Why does a Java class compile differently with a blank line?
Asked Answered
M

4

212

I have the following Java class

public class HelloWorld {
  public static void main(String []args) {
  }
}

When I compile this file and run a sha256 on the resulting class file I get

9c8d09e27ea78319ddb85fcf4f8085aa7762b0ab36dc5ba5fd000dccb63960ff  HelloWorld.class

Next I modified the class and added a blank line like this:

public class HelloWorld {

  public static void main(String []args) {
  }
}

Again I ran a sha256 on the output expecting to get the same result but instead I got

11f7ad3ad03eb9e0bb7bfa3b97bbe0f17d31194d8d92cc683cfbd7852e2d189f  HelloWorld.class

I have read on this TutorialsPoint article that:

A line containing only white space, possibly with a comment, is known as a blank line, and Java totally ignores it.

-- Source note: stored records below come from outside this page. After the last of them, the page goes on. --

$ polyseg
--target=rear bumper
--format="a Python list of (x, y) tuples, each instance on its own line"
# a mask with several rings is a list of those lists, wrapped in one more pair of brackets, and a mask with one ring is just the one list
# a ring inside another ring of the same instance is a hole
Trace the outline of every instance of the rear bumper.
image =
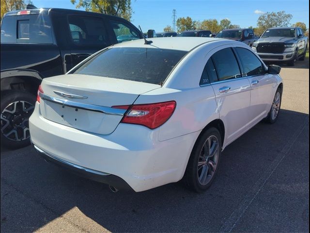
[[(159, 141), (159, 128), (151, 130), (142, 126), (120, 124), (110, 134), (92, 133), (44, 118), (39, 104), (36, 103), (29, 119), (31, 140), (48, 159), (56, 159), (57, 163), (64, 164), (62, 166), (70, 169), (66, 163), (74, 167), (79, 166), (82, 168), (78, 171), (82, 170), (84, 176), (83, 169), (115, 176), (136, 192), (181, 180), (200, 133)], [(93, 173), (86, 175), (118, 188), (117, 184), (106, 179), (112, 176), (98, 177)]]
[(117, 189), (133, 190), (125, 181), (118, 176), (69, 163), (48, 154), (35, 145), (34, 145), (34, 148), (37, 150), (38, 153), (47, 162), (66, 168), (71, 172), (79, 176), (109, 184), (115, 187)]

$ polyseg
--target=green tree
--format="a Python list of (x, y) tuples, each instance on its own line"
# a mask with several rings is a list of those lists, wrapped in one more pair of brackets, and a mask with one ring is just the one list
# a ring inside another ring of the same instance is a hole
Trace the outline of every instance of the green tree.
[(285, 11), (267, 12), (259, 17), (257, 26), (263, 31), (273, 27), (287, 27), (292, 17), (292, 15)]
[(221, 30), (230, 28), (232, 22), (231, 22), (231, 20), (227, 18), (222, 19), (219, 23), (219, 26), (221, 27)]
[(1, 18), (7, 12), (26, 9), (28, 4), (32, 3), (30, 0), (1, 0)]
[[(77, 8), (84, 7), (86, 11), (92, 11), (119, 16), (130, 20), (132, 14), (131, 0), (78, 0)], [(77, 0), (70, 0), (75, 4)]]
[(305, 23), (302, 23), (301, 22), (297, 22), (297, 23), (292, 25), (292, 27), (299, 27), (302, 30), (302, 31), (305, 33), (307, 32), (307, 26)]
[(205, 19), (202, 22), (201, 29), (202, 30), (210, 30), (212, 33), (217, 33), (221, 30), (221, 27), (216, 19)]
[(172, 30), (172, 28), (171, 28), (170, 25), (167, 25), (167, 26), (164, 28), (164, 32), (166, 33), (170, 33), (173, 31), (173, 30)]
[(177, 27), (178, 33), (181, 33), (184, 31), (193, 30), (196, 27), (195, 26), (195, 22), (190, 17), (181, 17), (176, 20), (175, 24)]

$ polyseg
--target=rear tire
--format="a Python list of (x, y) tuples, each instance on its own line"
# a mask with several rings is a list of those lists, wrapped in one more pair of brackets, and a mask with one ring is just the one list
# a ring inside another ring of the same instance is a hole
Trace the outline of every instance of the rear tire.
[(221, 135), (216, 128), (210, 128), (201, 135), (189, 157), (183, 181), (189, 189), (198, 193), (212, 184), (220, 162)]
[(272, 105), (268, 116), (265, 118), (265, 121), (269, 124), (273, 124), (278, 119), (281, 108), (282, 102), (282, 91), (280, 88), (277, 89), (275, 97), (272, 101)]
[(1, 94), (1, 144), (20, 148), (30, 144), (29, 119), (36, 100), (25, 91), (8, 90)]

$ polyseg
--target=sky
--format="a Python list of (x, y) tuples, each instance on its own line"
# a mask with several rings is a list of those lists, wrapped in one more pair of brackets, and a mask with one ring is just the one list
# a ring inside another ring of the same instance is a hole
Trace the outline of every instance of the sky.
[[(78, 0), (77, 0), (78, 1)], [(38, 8), (76, 9), (70, 0), (32, 0)], [(158, 33), (167, 25), (172, 26), (172, 10), (177, 18), (189, 16), (194, 20), (228, 18), (241, 28), (256, 27), (257, 19), (265, 12), (284, 11), (293, 16), (291, 23), (303, 22), (309, 27), (308, 0), (131, 0), (131, 22), (143, 32)], [(80, 10), (83, 10), (80, 8)]]

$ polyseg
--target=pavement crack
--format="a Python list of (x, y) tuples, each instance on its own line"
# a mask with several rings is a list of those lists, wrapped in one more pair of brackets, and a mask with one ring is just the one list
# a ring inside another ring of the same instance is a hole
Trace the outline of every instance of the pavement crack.
[(249, 193), (241, 202), (239, 206), (232, 212), (228, 219), (222, 225), (220, 232), (231, 233), (235, 227), (236, 225), (242, 217), (247, 209), (251, 205), (256, 196), (264, 187), (266, 182), (269, 179), (271, 175), (277, 169), (281, 162), (287, 155), (293, 145), (298, 138), (298, 136), (306, 127), (309, 125), (309, 116), (305, 117), (303, 124), (301, 124), (298, 129), (290, 138), (289, 142), (282, 149), (279, 154), (274, 160), (269, 167), (263, 173), (261, 178), (250, 189)]

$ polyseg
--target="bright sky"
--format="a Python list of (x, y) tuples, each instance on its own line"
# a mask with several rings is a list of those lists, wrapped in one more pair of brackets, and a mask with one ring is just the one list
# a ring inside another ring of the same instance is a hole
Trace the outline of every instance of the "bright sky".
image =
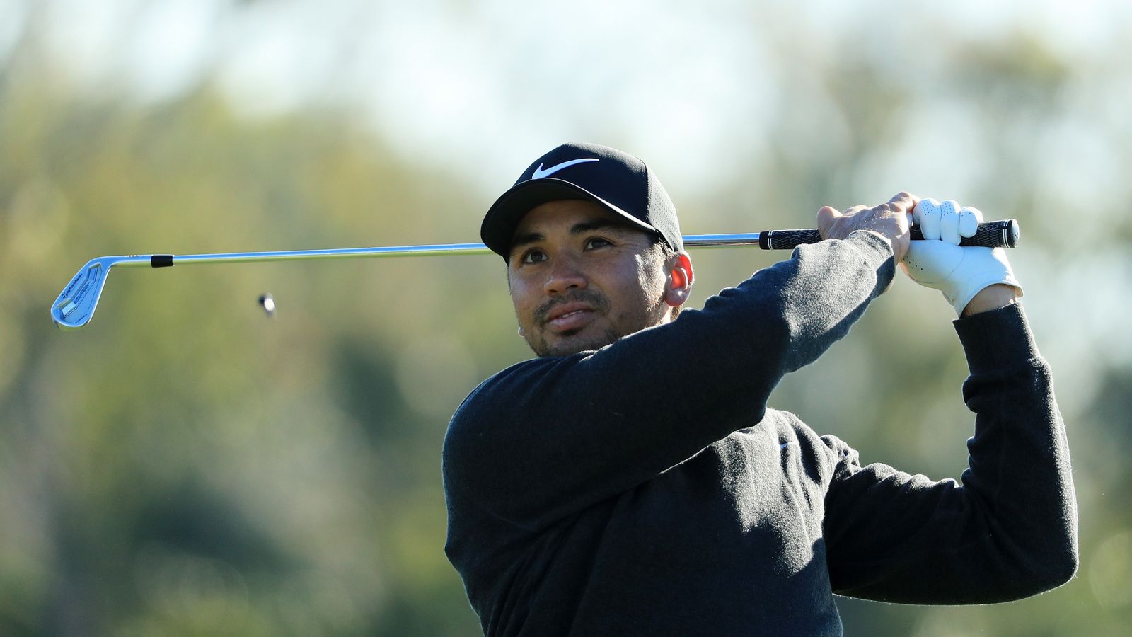
[(581, 136), (710, 188), (732, 176), (702, 158), (758, 148), (757, 122), (807, 57), (931, 49), (924, 33), (935, 27), (984, 39), (1023, 28), (1066, 59), (1107, 56), (1127, 33), (1129, 5), (25, 0), (0, 3), (0, 57), (24, 20), (37, 20), (60, 66), (94, 90), (162, 100), (215, 73), (249, 114), (354, 104), (405, 153), (474, 164), (486, 184), (513, 180), (516, 158)]

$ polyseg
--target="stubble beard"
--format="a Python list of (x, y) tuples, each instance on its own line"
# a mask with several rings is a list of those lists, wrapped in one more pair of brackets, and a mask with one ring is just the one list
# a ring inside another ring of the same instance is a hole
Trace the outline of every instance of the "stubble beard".
[(580, 290), (568, 297), (559, 297), (540, 305), (533, 312), (534, 325), (538, 325), (540, 329), (537, 330), (535, 333), (528, 333), (524, 331), (526, 345), (537, 356), (569, 356), (580, 351), (601, 349), (602, 347), (612, 345), (629, 334), (634, 334), (645, 328), (651, 328), (663, 322), (664, 300), (663, 298), (660, 298), (650, 303), (640, 312), (624, 313), (618, 316), (618, 324), (629, 326), (629, 330), (625, 333), (610, 325), (601, 334), (593, 334), (588, 338), (573, 338), (586, 329), (581, 328), (577, 330), (561, 332), (557, 337), (559, 339), (558, 342), (551, 345), (546, 338), (547, 315), (551, 309), (554, 309), (555, 306), (574, 301), (584, 301), (593, 307), (594, 312), (607, 316), (610, 309), (609, 299), (606, 298), (604, 295), (591, 290)]

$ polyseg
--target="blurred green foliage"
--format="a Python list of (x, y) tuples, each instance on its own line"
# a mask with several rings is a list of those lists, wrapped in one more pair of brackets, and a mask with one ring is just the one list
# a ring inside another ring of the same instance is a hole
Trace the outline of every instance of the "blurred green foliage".
[[(1097, 266), (1086, 256), (1125, 255), (1129, 224), (1116, 219), (1090, 255), (1057, 252), (1087, 239), (1056, 233), (1050, 209), (1065, 201), (1027, 142), (1078, 108), (1066, 92), (1089, 75), (1027, 34), (952, 53), (942, 74), (962, 91), (950, 95), (974, 95), (955, 108), (986, 141), (964, 196), (1026, 229), (1015, 269), (1066, 411), (1082, 568), (1013, 604), (839, 604), (850, 635), (1120, 635), (1132, 623), (1132, 363), (1073, 336), (1096, 328), (1074, 273)], [(765, 154), (744, 160), (756, 177), (677, 201), (685, 231), (807, 226), (803, 211), (891, 194), (886, 145), (924, 103), (878, 59), (798, 62), (843, 119), (818, 138), (807, 118), (820, 112), (783, 97)], [(439, 450), (463, 396), (529, 355), (498, 260), (127, 270), (79, 333), (57, 331), (48, 306), (103, 254), (474, 240), (506, 184), (421, 165), (344, 109), (248, 119), (207, 82), (136, 103), (55, 70), (29, 50), (0, 75), (0, 634), (478, 634), (443, 553)], [(693, 256), (700, 305), (782, 255)], [(265, 291), (273, 318), (256, 305)], [(958, 476), (970, 416), (949, 313), (898, 281), (772, 404), (865, 461)], [(1079, 347), (1097, 348), (1088, 365), (1066, 354)]]

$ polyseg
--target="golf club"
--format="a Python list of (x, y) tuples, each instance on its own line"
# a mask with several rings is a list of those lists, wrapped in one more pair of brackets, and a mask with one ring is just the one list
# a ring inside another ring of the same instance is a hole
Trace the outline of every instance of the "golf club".
[[(909, 236), (923, 239), (919, 227), (912, 226)], [(1014, 219), (980, 223), (974, 237), (964, 237), (959, 245), (1009, 247), (1018, 245), (1019, 226)], [(758, 246), (763, 249), (791, 249), (803, 244), (816, 244), (822, 237), (817, 230), (767, 230), (736, 235), (689, 235), (684, 237), (687, 248)], [(70, 283), (51, 304), (51, 318), (61, 330), (78, 330), (91, 322), (94, 309), (106, 284), (111, 267), (166, 267), (189, 263), (252, 263), (263, 261), (302, 261), (316, 258), (359, 258), (372, 256), (443, 256), (451, 254), (487, 254), (483, 244), (438, 244), (427, 246), (392, 246), (372, 248), (335, 248), (283, 252), (238, 252), (228, 254), (148, 254), (100, 256), (84, 265)]]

So my question is, since Java ignores blank lines why is the compiled bytecode different for both programs?

Namely the difference in that in HelloWorld.class a 0x03 byte is replaced by a 0x04 byte.

Mcmillen answered 3/10, 2018 at 10:35 Comment(7)
Note that the compiler is not obliged to be deterministic in producing class files, even though normally they are. See this question. Jar files by default are not reproducible, i.e. even compiling the same code will result in two different JARs. That is because the order of the files and the timestamps will not match. Reproducible builds are possible with specific configuration.Dissuasive
TutorialsPoint claims that "Java totally ignores" blank lines. Section 3.4 of the Java Language Specification says otherwise. Which one to believe?...Kalliekallista
@Kalliekallista The specification.Outlook
Lesson learnt: when in doubt, always refer to the SDK.Apophyllite
@GiacomoAlzetta there’s not even a specified bytecode form for a single bytecode file. E.g., the order of members is unspecified, so if the compiler uses the new immutable Sets with randomization internally, it could produce a different order on each run. It also could add a custom attribute containing the compile-time. And so on…Aminopyrine
@DioPhung another lesson learned: tutorialspoint is not a reliable source for good tutorialsOster
It's quite usual to make simplifications in tutorials, though. TutorialsPoint is not incorrect in saying that "Java totally ignores blank lines", they were probably referring only to the semantics of the language.Tidewater
R
339

Basically, line numbers are kept for debugging, so if you change your source code the way you did, your method starts at a different line and the compiled class reflects the difference.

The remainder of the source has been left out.